The OIG had received a report regarding a tender that the whistleblower claimed restricted competition. On closer inspection, Inspector General Brigitte Bishop’s team discovered several breaches of the rules in the granting of two previous contracts relating to group insurance for STM employees.
Mand Bishop also raises significant shortcomings in the management of an appearance of conflict of interest of the project manager of the transport company.
Cost overruns
A first contract was awarded in 2016 by the STM to a firm for consulting services related to the group insurance program for its employees. The OIG does not name the firm in question in its report, because it judges that it is not to blame in this affair.
In 2019, the transport company’s project manager proposed to merge the seven employee group insurance contracts in order to achieve “substantial savings”. Except that the STM did not ask the firm for a cost estimate.
In the meantime, the reserve granted to the initial contract of 2016, namely $574,875, has been exhausted.

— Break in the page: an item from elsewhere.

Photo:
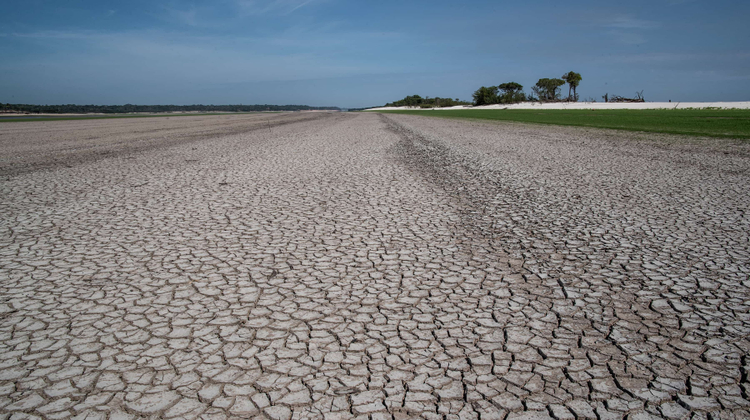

The initial contract was modified in 2020, then a second contract, by mutual agreement, was awarded to the same company for an amount of $263,000, which inflated the initial invoice by 50%.
The OIG considers that the modification to the initial contract did not comply with the STM’s normative framework, and that the second contract represented in fact a splitting of contracts, which contravenes the Act respecting public transit authorities and the STM rules. In addition, the conditions linked to the second call for tenders, in 2021, restricted competition.
Appearance of conflict of interest
The OIG devotes a large part of its report to the inadequate management of the STM regarding the appearance of a conflict of interest involving its project manager.
An expression of interest from his spouse, who works for the company that won the contracts, was included in the firm’s bid. After examining the file, the ethics committee set up by the transport company concluded that there was no real conflict of interest, but “that there could be one in appearance”. . This conclusion does not satisfy the OIG, which points out that neither the employee nor his line manager were met personally by the ethics committee and that the company was not questioned about the framework which would consequently be put in place. square.
Moreover, the STM board of directors, which approved the awarding of the contracts, was never alerted to the links between the project manager and the firm’s employee.
The STM’s internal regulations require that any employee participating in the contracting process declare any appearance of conflict of interest, which was not done in this case. Framework measures were only developed after the intervention of the OIG in the file, last January. “In short, the Inspector General notes that, on both sides, the project manager and his hierarchical superiors have failed in their ethical obligations in this file. [Malgré le fait] that it was only a question of a situation of apparent conflict of interest, the laxity observed remains a source of concern and must imperatively be the subject of a tightening”, writes Mand Bishop in his report.
The STM’s board of directors finally canceled the awarding of a third contract that was to have been granted to the firm in question after its auditor general had pointed out various breaches of the normative framework.
In its response to the OIG’s criticisms, the transport company invokes an “unintentional” misunderstanding of the applicable rules. However, it has undertaken to put in place various measures to remedy this.
This is the third time in a few months that the STM has been blamed by the BIG. Last September, a report by Mr.and Bishop blamed the transportation company for breaking the law — and its own business rules — when it changed three contracts it had already awarded to suppliers, resulting in a cost explosion. Then, last February, the general inspector of Montreal had also raised significant shortcomings on the part of the STM in the awarding of contracts for work at the Bellechasse transport center.